ACCSP
- Formation: 1995
- Legal status: State-owned organization
- Purpose: Providing statistics of the USA's Pacific coast
- Location: United States;
- Fields: Standards; Administration and outreach; Data collection and management;
- Website: https://www.accsp.org/
- Formerly called: Atlantic coast fisheries-dependent program

= Atlantic Coastal Cooperative Statistics Program =

The Atlantic Coastal Cooperative Statistics Program (ACCSP) is a cooperative state-federal program of U.S. states and the District of Columbia. ACCSP was established to be the principal source of fisheries-dependent information on the Atlantic Coast of the United States.
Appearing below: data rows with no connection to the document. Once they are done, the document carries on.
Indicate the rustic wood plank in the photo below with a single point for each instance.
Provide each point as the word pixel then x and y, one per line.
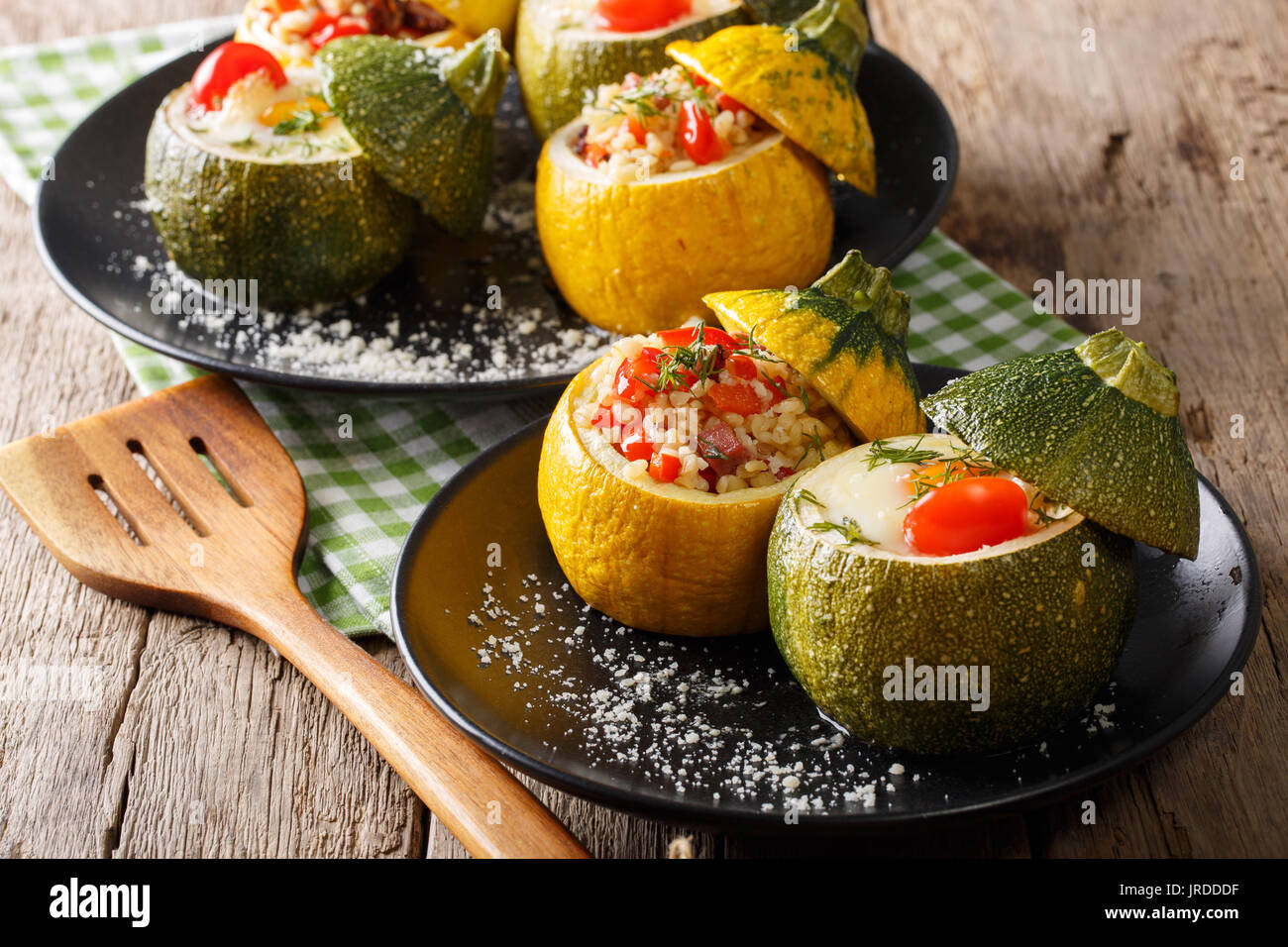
pixel 1116 163
pixel 1100 163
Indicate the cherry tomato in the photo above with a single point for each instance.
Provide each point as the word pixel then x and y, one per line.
pixel 638 16
pixel 686 335
pixel 665 468
pixel 739 398
pixel 742 368
pixel 226 64
pixel 627 382
pixel 967 514
pixel 344 26
pixel 700 142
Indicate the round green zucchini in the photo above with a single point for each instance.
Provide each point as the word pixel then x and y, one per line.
pixel 423 116
pixel 1094 427
pixel 558 62
pixel 321 228
pixel 1047 616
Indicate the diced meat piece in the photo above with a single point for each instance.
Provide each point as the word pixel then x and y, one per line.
pixel 720 440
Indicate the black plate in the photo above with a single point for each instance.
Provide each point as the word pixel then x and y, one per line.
pixel 89 234
pixel 1196 624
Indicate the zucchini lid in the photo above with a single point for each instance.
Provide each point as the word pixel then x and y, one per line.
pixel 423 118
pixel 846 334
pixel 1094 427
pixel 800 78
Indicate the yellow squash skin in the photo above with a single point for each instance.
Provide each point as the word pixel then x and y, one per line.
pixel 799 91
pixel 476 17
pixel 638 257
pixel 652 556
pixel 862 371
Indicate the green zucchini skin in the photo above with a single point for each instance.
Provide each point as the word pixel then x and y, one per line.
pixel 555 69
pixel 301 231
pixel 1051 420
pixel 423 118
pixel 1050 629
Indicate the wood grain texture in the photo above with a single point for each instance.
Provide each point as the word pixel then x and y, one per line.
pixel 1107 163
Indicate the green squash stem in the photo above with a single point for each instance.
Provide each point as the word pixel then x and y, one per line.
pixel 868 289
pixel 477 72
pixel 837 29
pixel 1127 367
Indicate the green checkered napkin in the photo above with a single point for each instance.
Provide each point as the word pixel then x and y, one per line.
pixel 366 489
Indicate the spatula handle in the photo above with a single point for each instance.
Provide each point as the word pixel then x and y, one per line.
pixel 483 805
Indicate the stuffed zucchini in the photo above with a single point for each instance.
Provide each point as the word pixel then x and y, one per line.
pixel 848 333
pixel 424 116
pixel 931 600
pixel 669 187
pixel 1096 425
pixel 1004 547
pixel 252 176
pixel 664 466
pixel 563 48
pixel 295 30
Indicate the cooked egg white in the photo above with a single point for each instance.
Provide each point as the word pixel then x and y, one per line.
pixel 876 499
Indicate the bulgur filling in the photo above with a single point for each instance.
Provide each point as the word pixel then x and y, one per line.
pixel 673 120
pixel 304 26
pixel 708 411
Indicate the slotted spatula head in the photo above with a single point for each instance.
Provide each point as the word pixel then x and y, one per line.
pixel 230 526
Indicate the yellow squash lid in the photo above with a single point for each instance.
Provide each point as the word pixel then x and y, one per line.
pixel 476 17
pixel 846 334
pixel 800 78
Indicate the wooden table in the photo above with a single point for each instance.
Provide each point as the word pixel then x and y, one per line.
pixel 1113 162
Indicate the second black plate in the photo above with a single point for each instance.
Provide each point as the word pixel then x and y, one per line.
pixel 101 248
pixel 716 732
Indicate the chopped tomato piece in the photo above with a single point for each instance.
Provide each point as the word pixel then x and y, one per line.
pixel 700 142
pixel 226 65
pixel 739 398
pixel 603 416
pixel 638 16
pixel 687 335
pixel 665 468
pixel 967 514
pixel 632 373
pixel 742 367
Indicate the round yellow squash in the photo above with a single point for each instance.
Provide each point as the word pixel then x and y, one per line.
pixel 638 257
pixel 652 556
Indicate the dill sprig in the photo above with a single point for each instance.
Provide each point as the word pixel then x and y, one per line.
pixel 303 119
pixel 884 453
pixel 848 528
pixel 807 496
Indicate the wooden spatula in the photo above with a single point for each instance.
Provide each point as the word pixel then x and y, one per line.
pixel 231 556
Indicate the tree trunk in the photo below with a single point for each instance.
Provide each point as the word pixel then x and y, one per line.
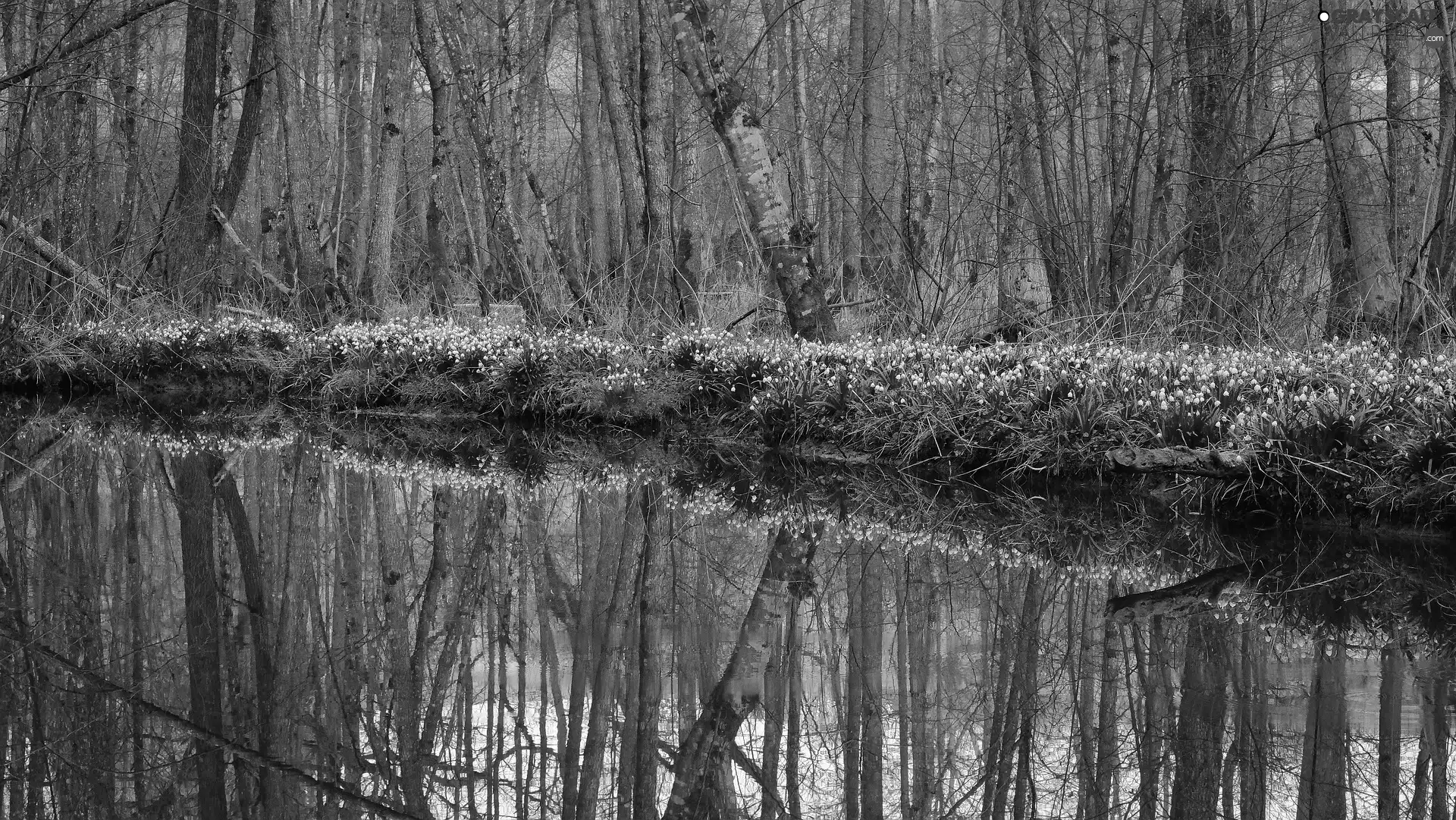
pixel 251 120
pixel 1388 762
pixel 1199 743
pixel 1216 196
pixel 193 478
pixel 1323 771
pixel 785 237
pixel 698 765
pixel 1369 293
pixel 392 80
pixel 441 156
pixel 188 264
Initial planning for an Atlantic coast fisheries-dependent program began in 1994 to address deficiencies in the data available for fisheries management along the Atlantic coast. The ACCSP was established in 1995 through a Memorandum of Understanding signed by the 23 state and federal agencies responsible for marine fisheries management on the Atlantic coast.

The federal partners are the United States Fish and Wildlife Service (FWS), National Marine Fisheries Service of the National Oceanic and Atmospheric Administration (NOAA). The state partners are the Maine Department of Marine Resources, New Hampshire Fish and Game Department, Massachusetts Division of Marine Fisheries, Rhode Island Division of Fish and Wildlife, Connecticut Department of Environmental Protection, New York State Department of Environmental Conservation, New Jersey Division of Fish and Wildlife, Delaware Department of Natural Resources, Pennsylvania Fish and Boat Commission, District of Columbia Fisheries and Wildlife, Maryland Department of Natural Resources, Virginia Marine Resources Commission, North Carolina Department of Environment and Natural Resources, South Carolina Department of Natural Resources, Florida Fish and Wildlife Conservation Commission, and Georgia Department of Natural Resources. Other partners include the New England Fishery Management Council, Potomac River Fisheries Commission, Atlantic States Marine Fisheries Commission, South Atlantic Fishery Management Council, and Mid-Atlantic Fishery Management Council.

The Program is separated into three divisions: a staff dedicated to handling the ACCSP standards, administrative aspects and outreach requirements of the program; a data team that seeks to identify, transform and audit datasets and answer data queries regarding fisheries' activities; and a software team that designs and builds the data collection systems for the program manages on behalf of its partners, and internal systems that support Program activities.